Desmotivados pelos custos da atividade, produtores trocam gado de leite por soja no RS
03 de setembro de 2012 0Os altos custos na produção de leite estão levando muitos produtores a abandonarem a atividade em troca da produção de soja. Entre os motivos da perda, está a estiagem que secou as pastagens e diminuiu o alimento do gado. A consequência é a menor produção de leite. Os custos com irrigação e suplementos alimentares para os animais, muitas vezes, não compensam. Por isso, produtores estão optando pelo plantio de grãos, especialmente a soja. Alguns deles estão vendendo equipamentos e animais. Luiz Borgone, podutor de leite no município de Selbach, no Alto Jaucuí, cria gado de leite há 40 anos. Ele trocou os animais pelos grãos e na semana passada, vendeu a última cabeça de gado. Segundo ele, foi um bom negócio.
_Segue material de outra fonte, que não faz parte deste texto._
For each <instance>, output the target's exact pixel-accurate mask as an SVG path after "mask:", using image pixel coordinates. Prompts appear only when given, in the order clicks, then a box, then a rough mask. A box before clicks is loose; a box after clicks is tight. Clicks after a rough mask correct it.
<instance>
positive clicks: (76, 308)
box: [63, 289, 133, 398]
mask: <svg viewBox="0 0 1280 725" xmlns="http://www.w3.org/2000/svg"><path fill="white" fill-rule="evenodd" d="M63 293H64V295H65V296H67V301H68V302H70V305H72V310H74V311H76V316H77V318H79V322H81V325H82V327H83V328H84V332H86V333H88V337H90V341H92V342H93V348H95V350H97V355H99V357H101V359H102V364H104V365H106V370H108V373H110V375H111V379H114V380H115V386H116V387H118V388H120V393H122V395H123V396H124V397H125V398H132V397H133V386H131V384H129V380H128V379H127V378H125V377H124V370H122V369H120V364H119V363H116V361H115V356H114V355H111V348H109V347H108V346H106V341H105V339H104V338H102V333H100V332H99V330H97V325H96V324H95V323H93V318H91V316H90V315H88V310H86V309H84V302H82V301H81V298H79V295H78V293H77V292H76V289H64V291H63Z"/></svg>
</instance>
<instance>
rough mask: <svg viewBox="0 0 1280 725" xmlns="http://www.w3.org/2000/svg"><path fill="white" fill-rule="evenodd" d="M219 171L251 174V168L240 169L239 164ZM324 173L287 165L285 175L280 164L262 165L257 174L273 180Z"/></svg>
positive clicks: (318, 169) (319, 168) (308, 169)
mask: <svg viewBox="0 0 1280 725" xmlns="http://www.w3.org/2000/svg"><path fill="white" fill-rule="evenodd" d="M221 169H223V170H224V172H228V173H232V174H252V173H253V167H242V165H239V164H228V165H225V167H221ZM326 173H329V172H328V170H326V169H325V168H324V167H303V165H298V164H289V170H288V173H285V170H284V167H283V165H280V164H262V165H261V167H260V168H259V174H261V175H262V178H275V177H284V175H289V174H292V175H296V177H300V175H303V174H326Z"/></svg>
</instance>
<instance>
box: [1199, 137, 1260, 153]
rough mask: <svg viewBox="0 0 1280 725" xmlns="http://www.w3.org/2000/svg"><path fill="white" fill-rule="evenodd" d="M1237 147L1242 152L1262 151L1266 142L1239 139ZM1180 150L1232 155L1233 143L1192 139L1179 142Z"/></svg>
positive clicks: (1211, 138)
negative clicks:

- É muito terrível para quem não tem irrigação. Eu tenho irrigação há 20 anos, por isso mesmo deu certo a produção de leite. Mas agora resolvi sair do gado de leite e começar a trabalhar com soja, milho e trigo. Fica bem interessante em uma pequena área produzir 4/5 mil sacas de grãos por ano, e o preço do grão está bom - ressalta Luiz.
O presidente da Associação de Laticinistas do Rio Grande do Sul confirma a tendência de mudança do setor econômico. Embora a instituição não tenha estatísticas, Ernesto Krug, afirma que o fenômeno acontece há alguns meses e prevê, inclusive, a queda na produção de leite na próxima safra. O principal motivo é o aumento no preço da soja no mercado.
- Praticamente nos últimos meses a soja duplicou o preço, a rentabilidade está sendo alta como nunca foi. Está havendo realmente uma retração do leite, ou do corte, ou de outra atividade. Estimo uma queda com certeza de 20% a 30% da produção - afirma o dirigente.
O resultado a longo prazo para o consumidor pode ser a alta no preço do leite, por causa da menor oferta. Segundo a Emater, a área plantada com soja deve aumentar 6,2% na próxima safra. O valor da saca de 60 quilos no Porto de Rio Grande ultrapassou a barreira dos R$ 70,00 no início de agosto, o que é considerado um recorde histórico para o setor.